Use of the pre and post keywords to capture characters printed before or after an element (used as delimiters)

Prefixes and postfixes are characters (or strings of characters) which precede or follow a textual feature or element and are directly associated with the element’s presentation: for instance, quotation marks, or a square bracket preceding a turnunder in poetry, or a pair of parentheses enclosing a stage direction. Identifying a particular character or string of characters as a prefix or postfix, in effect, expresses the judgment that these characters serve a primarily renditional function in the document, rather than being constitutive parts of the document’s linguistic content. Clearly this very distinction is subject to criticism, and in many projects may simply be inappropriate or unsustainable. In all cases, the boundary between what is renditional and what is textually essential (if those categories are taken to be meaningful) is subject to interpretation and strategic consideration.

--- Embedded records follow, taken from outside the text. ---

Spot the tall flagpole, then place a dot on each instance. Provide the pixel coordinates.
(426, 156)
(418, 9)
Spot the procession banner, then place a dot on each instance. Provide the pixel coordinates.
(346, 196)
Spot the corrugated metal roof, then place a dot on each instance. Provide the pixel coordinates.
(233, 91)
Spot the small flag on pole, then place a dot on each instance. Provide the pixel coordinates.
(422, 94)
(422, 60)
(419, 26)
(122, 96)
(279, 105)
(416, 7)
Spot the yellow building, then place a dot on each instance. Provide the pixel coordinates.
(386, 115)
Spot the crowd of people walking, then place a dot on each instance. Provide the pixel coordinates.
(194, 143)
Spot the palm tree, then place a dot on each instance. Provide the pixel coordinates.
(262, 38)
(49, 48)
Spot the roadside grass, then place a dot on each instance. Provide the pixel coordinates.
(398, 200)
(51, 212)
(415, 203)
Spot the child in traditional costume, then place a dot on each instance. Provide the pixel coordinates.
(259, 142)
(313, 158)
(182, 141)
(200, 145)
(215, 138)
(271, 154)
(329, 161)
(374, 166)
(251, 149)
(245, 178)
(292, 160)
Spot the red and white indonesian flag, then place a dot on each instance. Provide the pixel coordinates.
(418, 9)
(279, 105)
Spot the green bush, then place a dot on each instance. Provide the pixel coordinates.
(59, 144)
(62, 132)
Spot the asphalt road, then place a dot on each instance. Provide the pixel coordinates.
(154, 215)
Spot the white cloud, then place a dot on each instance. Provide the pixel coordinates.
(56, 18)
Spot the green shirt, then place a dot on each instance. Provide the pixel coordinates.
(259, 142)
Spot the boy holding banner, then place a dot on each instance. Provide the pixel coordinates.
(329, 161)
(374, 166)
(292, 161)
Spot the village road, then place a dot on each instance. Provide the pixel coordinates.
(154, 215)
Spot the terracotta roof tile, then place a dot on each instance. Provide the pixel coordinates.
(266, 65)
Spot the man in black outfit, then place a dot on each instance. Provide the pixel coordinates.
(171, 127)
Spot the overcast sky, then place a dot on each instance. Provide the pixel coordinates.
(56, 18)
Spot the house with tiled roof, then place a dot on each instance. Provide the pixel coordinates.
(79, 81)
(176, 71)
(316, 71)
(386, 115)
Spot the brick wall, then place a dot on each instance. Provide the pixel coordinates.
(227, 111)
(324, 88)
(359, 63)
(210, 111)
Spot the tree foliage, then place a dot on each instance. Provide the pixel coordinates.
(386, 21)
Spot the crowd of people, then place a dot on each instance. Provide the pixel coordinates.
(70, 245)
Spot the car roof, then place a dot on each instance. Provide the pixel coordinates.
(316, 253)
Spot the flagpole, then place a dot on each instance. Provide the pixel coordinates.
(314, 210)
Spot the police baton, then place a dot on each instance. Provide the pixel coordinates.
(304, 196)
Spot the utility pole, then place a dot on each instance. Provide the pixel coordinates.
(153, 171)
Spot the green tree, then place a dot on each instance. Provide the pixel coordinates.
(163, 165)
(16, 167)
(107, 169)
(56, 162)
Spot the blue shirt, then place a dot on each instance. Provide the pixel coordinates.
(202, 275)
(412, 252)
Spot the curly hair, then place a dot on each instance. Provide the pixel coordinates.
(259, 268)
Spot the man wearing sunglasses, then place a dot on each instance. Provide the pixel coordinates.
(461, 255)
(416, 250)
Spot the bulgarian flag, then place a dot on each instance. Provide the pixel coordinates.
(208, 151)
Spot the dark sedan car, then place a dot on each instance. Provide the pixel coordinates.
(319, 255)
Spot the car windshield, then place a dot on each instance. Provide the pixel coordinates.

In practical terms, however, it is often very useful to encode prefixes and postfixes as renditional information using the rend attribute, rather than as character data that is transcribed directly into the document. Encoding them with rend provides some flexibility in the formatting of your output (for instance, to regularize the treatment of quotation marks or footnote numbering).

Prefixes and postfixes are encoded using the pre and post keywords within the rend attribute on the element that motivates their appearance. Common cases include stage directions, continued verse lines, divisions such as chapters which are separated by ruled lines or ornaments, and quotations. Title pages often include delimiters (such as ornaments or ruled lines) which are most sensibly encoded using pre and post.

In general, we recommend that any delimiters which indicate the boundary of an element (such as ornaments, rules, brackets, parentheses, quotation marks, etc.) should be encoded using pre and/or post. We do not recommend encoding delimiters that are part of the ordinary sentence punctuation in this way . Thus for instance we would not encode the parentheses in the following example using pre and post:

I hope (mon dieu!) that you are joking!

Note that because parentheses are part of the syntax of the rendition ladder itself, they need to be preceded by a backslash (as an escape character) when they appear as the value of pre or post:

<speaker rend="pre(\()post(\))">

Because the pre and post keywords are part of the markup of the document, it is not possible to apply further markup to the character strings that are given as their values. This imposes certain limitations: it is not possible, for instance, to provide any explicit information about the formatting of the delimiter itself, if it differs from the element it accompanies. In cases where this is a problem, it is better to transcribe the prefix or postfix directly as content rather than encoding it as renditional information.